18. “Fishin’ Blues” by Taj Mahal
Song year: 2003
The blues genre is connected to nature and the hobby of fishing just as much as country music. In Taj Mahal’s tune, fishing gets special treatment, with an upbeat finger-picked guitar supporting the vocals. Singing melds with some nonsense syllables and scatting to give the impression of a casual summer hobbyist heading to the creek.
The words are fun and lighthearted, discussing the success the narrator and his family members have when they go fishing. He catches a nice big catfish, which his wife fries up with buttermilk cakes and serves for supper.
19. “The Tunafish Song” by Cashman and West
Song year: 2014
There’s really no complex message to this song. It’s a little ditty about how the narrator gets hungry and loves to eat tuna fish sandwiches.
A simple guitar accompaniment makes for a bluesy accompaniment with a touch of jazz.
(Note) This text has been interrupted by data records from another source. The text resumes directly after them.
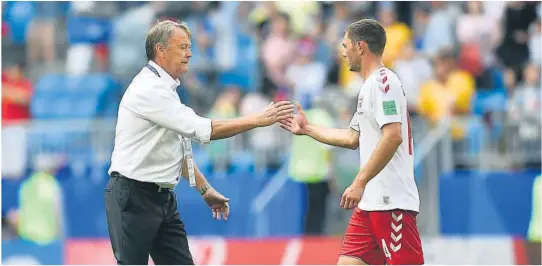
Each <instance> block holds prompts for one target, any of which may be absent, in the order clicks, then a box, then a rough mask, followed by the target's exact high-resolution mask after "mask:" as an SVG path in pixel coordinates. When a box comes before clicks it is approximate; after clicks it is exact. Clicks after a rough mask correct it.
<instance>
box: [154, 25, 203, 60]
mask: <svg viewBox="0 0 542 266" xmlns="http://www.w3.org/2000/svg"><path fill="white" fill-rule="evenodd" d="M175 28H180V29H183V30H184V31H186V33H188V37H189V38H191V37H192V33H191V32H190V29H189V28H188V25H187V24H186V22H182V21H171V20H164V21H160V22H158V23H156V24H155V25H154V26H153V27H152V28H151V29H150V30H149V32H148V33H147V37H146V38H145V53H146V54H147V60H153V59H154V57H155V56H156V45H157V44H160V45H162V46H163V47H166V48H167V44H168V41H169V37H171V34H172V33H173V30H175Z"/></svg>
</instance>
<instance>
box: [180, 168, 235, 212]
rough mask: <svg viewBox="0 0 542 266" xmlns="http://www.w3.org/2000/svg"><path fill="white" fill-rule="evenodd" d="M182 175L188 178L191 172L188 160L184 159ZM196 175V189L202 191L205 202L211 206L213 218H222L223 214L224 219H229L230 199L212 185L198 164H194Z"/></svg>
mask: <svg viewBox="0 0 542 266" xmlns="http://www.w3.org/2000/svg"><path fill="white" fill-rule="evenodd" d="M182 175H183V177H184V178H185V179H187V180H188V178H189V173H188V165H187V160H184V163H183V174H182ZM194 175H195V177H196V189H197V190H198V193H200V194H201V196H202V197H203V200H204V201H205V203H207V205H209V207H210V208H211V212H212V213H213V218H214V219H217V220H220V219H221V216H222V218H223V219H224V220H228V216H229V215H230V204H229V201H230V199H229V198H226V197H224V196H223V195H222V194H220V193H219V192H218V191H216V190H215V189H214V188H213V187H211V185H210V184H209V182H208V181H207V179H206V178H205V176H203V174H202V173H201V172H200V171H199V169H198V166H197V165H196V164H194Z"/></svg>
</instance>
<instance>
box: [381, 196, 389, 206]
mask: <svg viewBox="0 0 542 266" xmlns="http://www.w3.org/2000/svg"><path fill="white" fill-rule="evenodd" d="M382 201H384V204H390V196H384V197H382Z"/></svg>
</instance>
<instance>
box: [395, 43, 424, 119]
mask: <svg viewBox="0 0 542 266" xmlns="http://www.w3.org/2000/svg"><path fill="white" fill-rule="evenodd" d="M393 70H394V71H395V73H397V76H399V78H400V79H401V82H402V83H403V89H404V90H405V93H406V97H407V103H408V109H409V112H410V115H413V116H414V115H416V113H417V110H418V99H419V97H420V96H419V95H420V88H421V86H422V85H423V83H424V82H426V81H427V80H429V79H431V78H432V75H433V69H432V67H431V62H429V60H427V59H426V58H425V57H423V56H420V55H419V54H418V53H417V52H416V50H415V48H414V46H413V43H411V42H408V43H405V44H404V46H403V49H402V54H401V57H400V58H399V59H398V60H396V61H395V63H394V66H393Z"/></svg>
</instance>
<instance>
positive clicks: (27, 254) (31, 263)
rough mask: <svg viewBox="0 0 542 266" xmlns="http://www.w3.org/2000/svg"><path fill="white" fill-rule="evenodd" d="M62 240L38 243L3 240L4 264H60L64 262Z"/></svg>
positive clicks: (13, 240) (39, 264)
mask: <svg viewBox="0 0 542 266" xmlns="http://www.w3.org/2000/svg"><path fill="white" fill-rule="evenodd" d="M63 252H64V251H63V246H62V242H60V241H57V242H53V243H51V244H48V245H37V244H34V243H31V242H28V241H24V240H2V264H4V265H5V264H8V265H59V264H63V258H64V256H63Z"/></svg>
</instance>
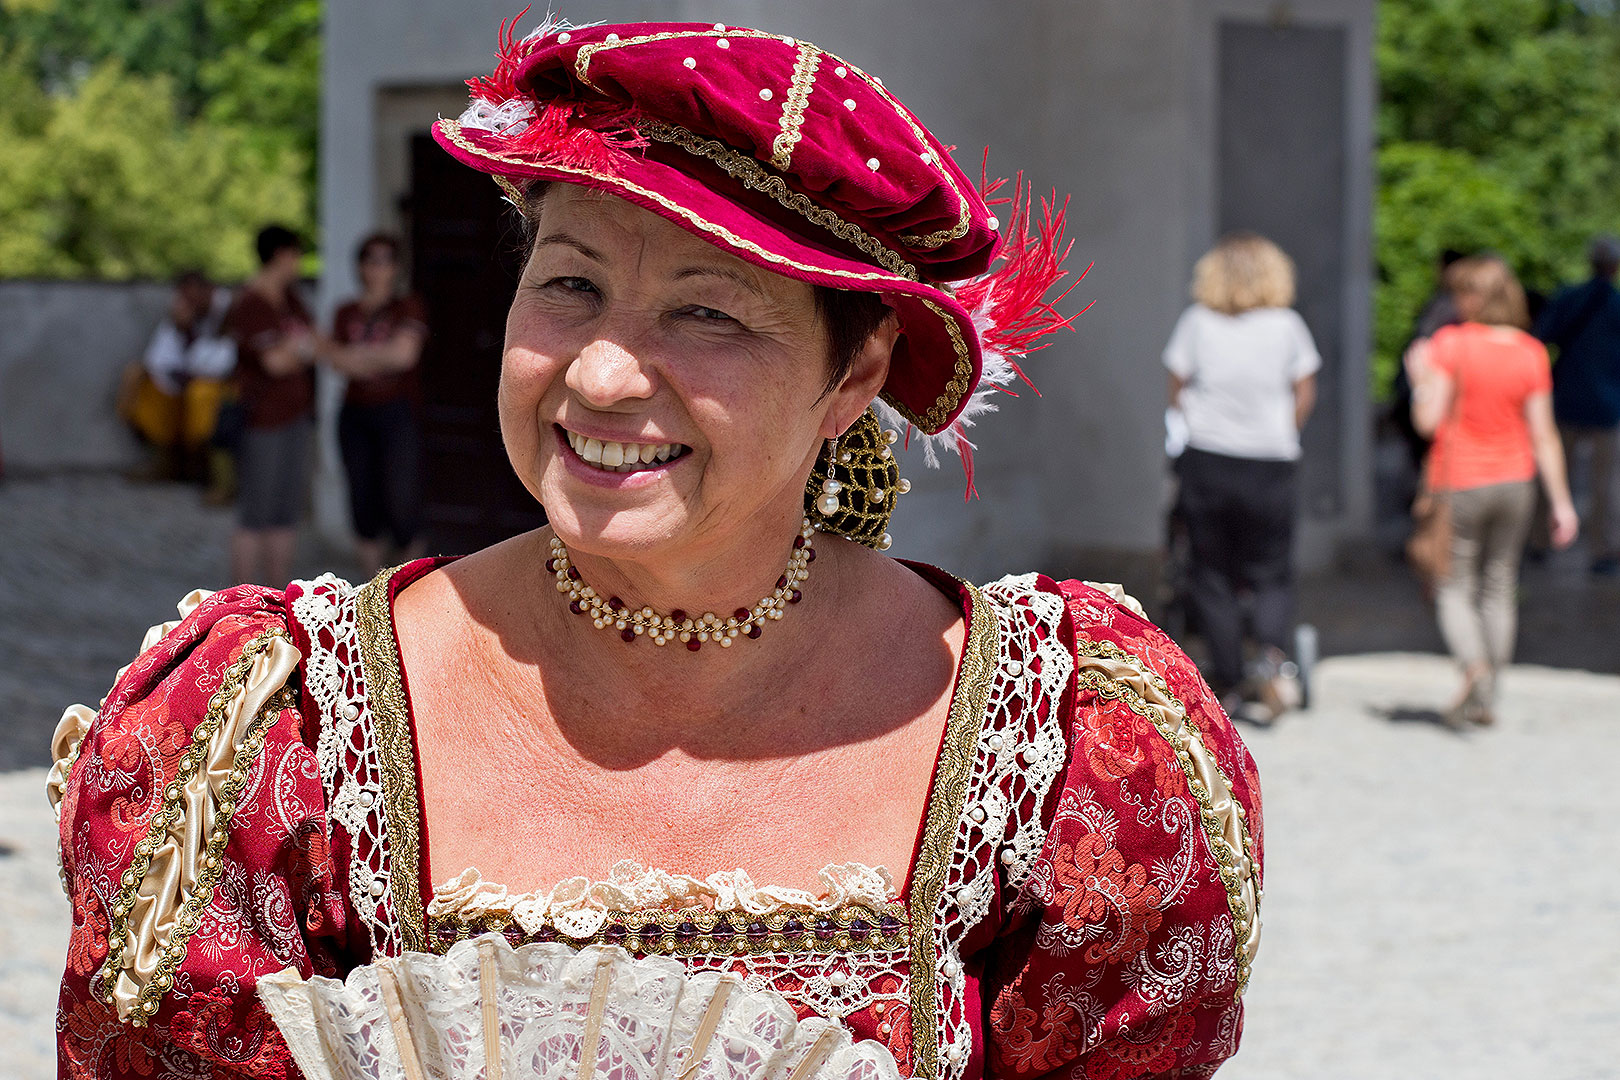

A clarinet line adds some personality to the melody, and later in the song, a backup choir joins in on the chorus.
Top Songs About Fish, Final Thoughts
From different types of finned creatures to the act of fishing itself, fish have been an artistic subject for as long as music has been in existence. The country genre likes to cast a line in search of a good trout or bass, while gospel tends to use fish as a religious symbol. No matter the context, there are sure to be some songs about fish that suit your “taste!”